They’re calling it the strongest Section 3 plan in the state. And a model for all of Texas. And we made it happen!
Section 3 is the federal law that requires that federal funds be used in benefit of the low income and working families of our area.
Early this year, we organized a petition campaign calling on the Council of Governments (CoG) to accept the Section 3 plan crafted by the Equal Voice Network with input from colonia residents for the use of federal disaster recovery funds meant to help get the families affected by Hurricane Dolly back on their feet.
While the CoG did not accept all of our plans, what they did accept is still the strongest Section 3 plan in the state.
The Monitor reports on the victory:
The Rio Grande Valley’s new plan for spending federal funding will require contractors to hire more local, low-income workers.

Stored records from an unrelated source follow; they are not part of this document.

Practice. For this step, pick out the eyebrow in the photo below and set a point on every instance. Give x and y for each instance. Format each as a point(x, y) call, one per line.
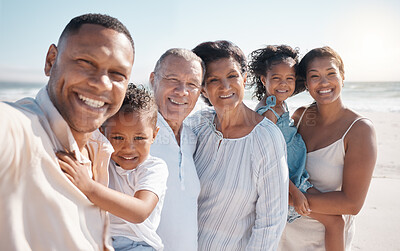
point(330, 68)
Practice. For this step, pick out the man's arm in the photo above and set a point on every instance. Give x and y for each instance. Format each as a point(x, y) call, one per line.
point(272, 203)
point(133, 209)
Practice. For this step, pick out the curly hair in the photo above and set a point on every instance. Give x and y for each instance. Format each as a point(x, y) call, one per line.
point(213, 51)
point(261, 61)
point(100, 19)
point(138, 99)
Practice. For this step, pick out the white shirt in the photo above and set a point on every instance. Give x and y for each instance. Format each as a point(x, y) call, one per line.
point(40, 208)
point(244, 186)
point(178, 226)
point(150, 175)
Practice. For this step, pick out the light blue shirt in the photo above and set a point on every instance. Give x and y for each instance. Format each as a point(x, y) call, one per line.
point(178, 225)
point(244, 186)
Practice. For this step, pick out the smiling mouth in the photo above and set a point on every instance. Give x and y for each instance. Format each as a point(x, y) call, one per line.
point(127, 158)
point(91, 102)
point(176, 102)
point(226, 96)
point(325, 91)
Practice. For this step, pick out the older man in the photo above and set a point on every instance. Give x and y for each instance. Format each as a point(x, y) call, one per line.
point(176, 82)
point(88, 71)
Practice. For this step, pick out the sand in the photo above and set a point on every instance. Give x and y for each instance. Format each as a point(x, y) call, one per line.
point(378, 223)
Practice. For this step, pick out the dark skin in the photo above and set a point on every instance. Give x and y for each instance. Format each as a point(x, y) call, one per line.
point(326, 122)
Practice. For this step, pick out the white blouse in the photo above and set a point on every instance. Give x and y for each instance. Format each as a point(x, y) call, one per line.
point(244, 186)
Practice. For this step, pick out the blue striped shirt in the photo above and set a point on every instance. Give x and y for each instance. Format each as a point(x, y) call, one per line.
point(244, 186)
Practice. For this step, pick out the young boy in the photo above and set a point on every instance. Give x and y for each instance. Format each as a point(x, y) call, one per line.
point(137, 179)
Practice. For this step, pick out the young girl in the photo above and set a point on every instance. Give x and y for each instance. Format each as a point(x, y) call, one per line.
point(137, 179)
point(273, 73)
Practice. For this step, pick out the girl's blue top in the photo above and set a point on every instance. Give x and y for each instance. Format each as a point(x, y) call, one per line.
point(296, 148)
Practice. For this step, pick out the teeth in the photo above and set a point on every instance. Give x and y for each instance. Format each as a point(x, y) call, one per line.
point(91, 102)
point(128, 158)
point(325, 91)
point(176, 102)
point(226, 96)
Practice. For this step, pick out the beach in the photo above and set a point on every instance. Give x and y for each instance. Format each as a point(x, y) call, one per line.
point(377, 224)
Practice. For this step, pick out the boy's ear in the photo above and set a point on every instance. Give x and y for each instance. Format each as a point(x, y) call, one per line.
point(50, 59)
point(101, 129)
point(151, 79)
point(155, 132)
point(203, 91)
point(244, 79)
point(263, 79)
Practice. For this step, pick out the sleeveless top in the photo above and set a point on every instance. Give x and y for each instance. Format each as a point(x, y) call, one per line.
point(325, 167)
point(296, 148)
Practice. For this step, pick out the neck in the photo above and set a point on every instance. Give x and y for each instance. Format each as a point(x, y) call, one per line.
point(176, 127)
point(330, 112)
point(231, 118)
point(81, 139)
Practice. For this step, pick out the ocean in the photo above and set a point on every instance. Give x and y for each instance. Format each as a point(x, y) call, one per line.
point(360, 96)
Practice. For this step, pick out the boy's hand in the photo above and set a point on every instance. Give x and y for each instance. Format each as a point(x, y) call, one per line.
point(300, 204)
point(75, 172)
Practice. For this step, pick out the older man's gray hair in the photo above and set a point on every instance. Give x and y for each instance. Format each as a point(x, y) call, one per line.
point(188, 55)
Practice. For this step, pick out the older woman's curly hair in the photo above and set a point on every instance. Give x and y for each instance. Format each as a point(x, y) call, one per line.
point(261, 61)
point(138, 99)
point(212, 51)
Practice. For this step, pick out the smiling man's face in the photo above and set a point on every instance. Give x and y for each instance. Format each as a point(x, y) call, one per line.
point(176, 86)
point(89, 74)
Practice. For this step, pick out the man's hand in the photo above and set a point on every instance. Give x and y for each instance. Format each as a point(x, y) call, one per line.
point(75, 172)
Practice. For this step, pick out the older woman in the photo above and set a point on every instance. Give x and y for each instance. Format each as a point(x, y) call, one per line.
point(341, 152)
point(240, 159)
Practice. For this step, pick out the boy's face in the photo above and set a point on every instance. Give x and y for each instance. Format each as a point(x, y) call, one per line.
point(131, 135)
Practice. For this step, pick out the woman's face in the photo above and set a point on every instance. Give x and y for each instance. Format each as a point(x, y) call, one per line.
point(323, 80)
point(280, 80)
point(224, 84)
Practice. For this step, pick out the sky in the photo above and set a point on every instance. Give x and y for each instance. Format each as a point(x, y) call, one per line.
point(365, 33)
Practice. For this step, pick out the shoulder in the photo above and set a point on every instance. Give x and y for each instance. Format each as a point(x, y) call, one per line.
point(360, 126)
point(300, 112)
point(269, 133)
point(261, 103)
point(154, 163)
point(270, 115)
point(200, 119)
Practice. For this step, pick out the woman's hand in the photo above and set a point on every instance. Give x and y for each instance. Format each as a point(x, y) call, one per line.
point(75, 172)
point(300, 203)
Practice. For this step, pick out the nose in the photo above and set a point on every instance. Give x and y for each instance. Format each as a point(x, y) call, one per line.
point(101, 81)
point(225, 84)
point(324, 80)
point(181, 89)
point(129, 144)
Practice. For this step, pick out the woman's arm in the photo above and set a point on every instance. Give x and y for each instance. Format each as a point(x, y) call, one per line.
point(133, 209)
point(359, 163)
point(272, 188)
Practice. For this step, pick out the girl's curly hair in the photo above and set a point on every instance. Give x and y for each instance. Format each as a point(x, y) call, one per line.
point(138, 99)
point(261, 61)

Valley city and county officials who administer U.S. Housing and Urban Development funding helped draft the regional plan in response to complaints their self-reporting compliance with a federal law wasn’t enough. Although HUD’s Section 3 program requires recipients of federal assistance to provide job training, employment and contracting opportunities to qualified workers and businesses, a Valley group that advocates on behalf of low-income families complained the law isn’t closely followed here.
The regional Section 3 plan — adopted by the cities and counties that receive HUD funding — satisfies the federal government’s requirements, said Diana Serna, the director of Hidalgo County’s Urban County program. But it goes further by asking Valley communities to prepare documentation of the Section 3 compliance and asks contractors to hire more Section 3-eligible businesses and employees…
The Equal Voice Network, a coalition of nonprofit groups that advocates on behalf of colonia residents, began asking elected officials in January to implement tighter requirements under Section 3. The group was concerned that a $186 million plan to rehabilitate and reconstruct homes damaged by Hurricane Dolly wouldn’t do enough to hire eligible workers…
Read the entire article on theMonitor.com
The victory is third in a series of victories brought about by the Housing Working Group of the RGV Equal Voice Network, the local community organizing network of which LUPE forms a part. Past victories include $122 million in federal disaster recovery funds to assist residents repairing housing damage caused by hurricane Doll, and $14 million for drainage improvements in Hidalgo County colonias.